Sarah Palin insults Ronald Reagan's legacy

Now here comes the ubiquitous Sarah Palin claiming the mantle of Ronald Reagan's legacy. I have recently been minimizing the Sarah Palin commentary, and trying to emphasize more substantive matters, because I am bored to death by much liberal obsession with Palin and partisan hack jobs by the Dick Morris types on the right.

In this case, Sarah Palin has nothing in common with Ronald Reagan. Reagan would never have thought of quitting as governor of California, as Palin quit as governor of Alaska. Reagan treated opponents with civility and decency, no matter how much he disagreed with them.

Ronald Reagan believed in the art of negotiation, which he learned as president of the Screen Actors Guild and brought to the presidency of the nation.
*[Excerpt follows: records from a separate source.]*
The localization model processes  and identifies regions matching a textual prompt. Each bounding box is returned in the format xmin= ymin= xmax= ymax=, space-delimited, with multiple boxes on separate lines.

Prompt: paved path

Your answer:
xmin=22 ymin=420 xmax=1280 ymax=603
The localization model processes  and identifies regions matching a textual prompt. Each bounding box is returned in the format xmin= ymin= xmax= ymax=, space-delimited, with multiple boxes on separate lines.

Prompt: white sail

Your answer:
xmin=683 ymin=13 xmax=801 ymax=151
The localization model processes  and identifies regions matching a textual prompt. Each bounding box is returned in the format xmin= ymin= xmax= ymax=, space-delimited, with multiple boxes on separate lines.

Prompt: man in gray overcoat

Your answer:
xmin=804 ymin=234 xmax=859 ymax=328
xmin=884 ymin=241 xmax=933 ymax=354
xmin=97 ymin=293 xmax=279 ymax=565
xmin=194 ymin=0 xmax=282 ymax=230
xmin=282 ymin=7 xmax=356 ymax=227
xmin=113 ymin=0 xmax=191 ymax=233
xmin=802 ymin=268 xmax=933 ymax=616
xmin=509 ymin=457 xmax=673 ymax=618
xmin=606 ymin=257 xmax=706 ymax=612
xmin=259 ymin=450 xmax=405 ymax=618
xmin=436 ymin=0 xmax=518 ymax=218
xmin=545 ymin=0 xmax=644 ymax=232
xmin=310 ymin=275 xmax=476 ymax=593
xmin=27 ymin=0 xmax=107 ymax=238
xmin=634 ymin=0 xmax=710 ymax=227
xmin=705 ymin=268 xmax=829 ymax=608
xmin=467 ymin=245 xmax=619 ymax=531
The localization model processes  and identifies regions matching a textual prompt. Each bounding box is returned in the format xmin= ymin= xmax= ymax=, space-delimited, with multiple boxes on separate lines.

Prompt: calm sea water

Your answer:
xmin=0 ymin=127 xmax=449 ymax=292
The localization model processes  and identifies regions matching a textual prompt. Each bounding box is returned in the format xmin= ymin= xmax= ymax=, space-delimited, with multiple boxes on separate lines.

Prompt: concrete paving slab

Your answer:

Reagan believed in working with opponents, as he worked with then-Speaker Tip O'Neill.

Reagan believed in nuclear arms control, and he believed in negotiating with the Soviet Union, even before Gorbachev, when Reagan tried to negotiate with Brezhnev.

Let’s make a larger point today, as we think about the 100th anniversary of Reagan's birth.

Ronald Reagan was a giant of historic dimension, especially because of what he did during the Cold War, making a historic contribution to ending the Cold War.

Sarah Palin is a sideshow, a nonentity on matters of substance and politics compared to Reagan. And a large number of Republicans and conservatives have little to nothing in common with what Ronald Reagan believed in, and accomplished. When Reagan was negotiating with Gorbachev, many of the neocons who applaud Reagan today were attacking him then for seeking arms control with the Soviets.

Similarly, far too many Democrats invoke the names of John F. Kennedy and Robert F. Kennedy without any commitment to the causes or the courage of John and Robert Kennedy. It is easy to talk of Sputnik moments but hard to champion moon-shot greatness.

It would be good if the partisans of both parties would stop invoking the names of the great while pursuing the politics of the mediocre. Invoking the names of Reagan or the Kennedys should be limited to those who emulate their leadership by actions, not the wannabes in a political system and political discourse that does no honor to Ronald Reagan, John Kennedy or Robert Kennedy.

Let’s honor Ronald Reagan for what he did, and not trivialize his name or his achievements with the small-minded politics that defines our times.